Implications for cosmology from Ground-based Cosmic Microwave Background observations

TL;DR

This study uses ground-based CMB observations as an independent probe to analyze cosmological parameters, confirming consistency with satellite data and exploring tensions in the Hubble constant within the ΛCDM model.

Contribution

It introduces ground-based CMB data as an independent cosmological probe and compares its results with satellite data and local measurements.

Findings

Ground-based CMB data are consistent with WMAP and Planck.

The Hubble constant from combined data is 68.40 km/s/Mpc, showing tension with local measurements.

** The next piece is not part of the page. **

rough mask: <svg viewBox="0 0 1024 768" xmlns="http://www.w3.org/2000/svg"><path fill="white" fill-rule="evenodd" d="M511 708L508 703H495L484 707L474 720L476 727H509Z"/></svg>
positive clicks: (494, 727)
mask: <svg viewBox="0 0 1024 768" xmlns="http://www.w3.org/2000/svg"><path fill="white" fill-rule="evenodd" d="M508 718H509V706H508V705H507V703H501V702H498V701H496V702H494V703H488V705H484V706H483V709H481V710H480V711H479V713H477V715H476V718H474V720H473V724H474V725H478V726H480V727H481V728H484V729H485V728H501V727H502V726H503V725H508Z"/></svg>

Constraints on curvature and neutrino parameters are consistent with standard cosmology.

Abstract

Cosmic Microwave Background (CMB) anisotropy encodes a lot of information about our Universe. In this paper we take the ground-based CMB observations (GCMB), including the South Pole Telescope (SPT), SPTpol and the Atacama Cosmology Telescope Polarimeter (ACTPol), as a new probe to the CMB anisotropy independent of two satellite observations, i.e. Wilkinson Microwave Anisotropy Probe (WMAP) and Planck. The combination of current GCMB data is consistent with WMAP and Planck. In the spatially flat $\Lambda$CDM model, the Hubble constant is $H_0=69.72\pm 1.63$ km/s/Mpc at $68\%$ confidence level (CL). Combining with baryon acoustic oscillation (BAO) and the Pantheon sample of Type Ia supernovae (SN), we find that $H_0=68.40\pm 0.58$ km/s/Mpc ($68\%$ CL) in the spatially flat $\Lambda$CDM cosmology which has a tension with local measurement given by Riess et al. in 2019 at $3.7\sigma$ level, and $\Omega_k=-0.0013\pm 0.0039$ and $N_{\rm{eff}}=2.90\pm 0.41$ ($68\%$ CL) in the extended cosmological models.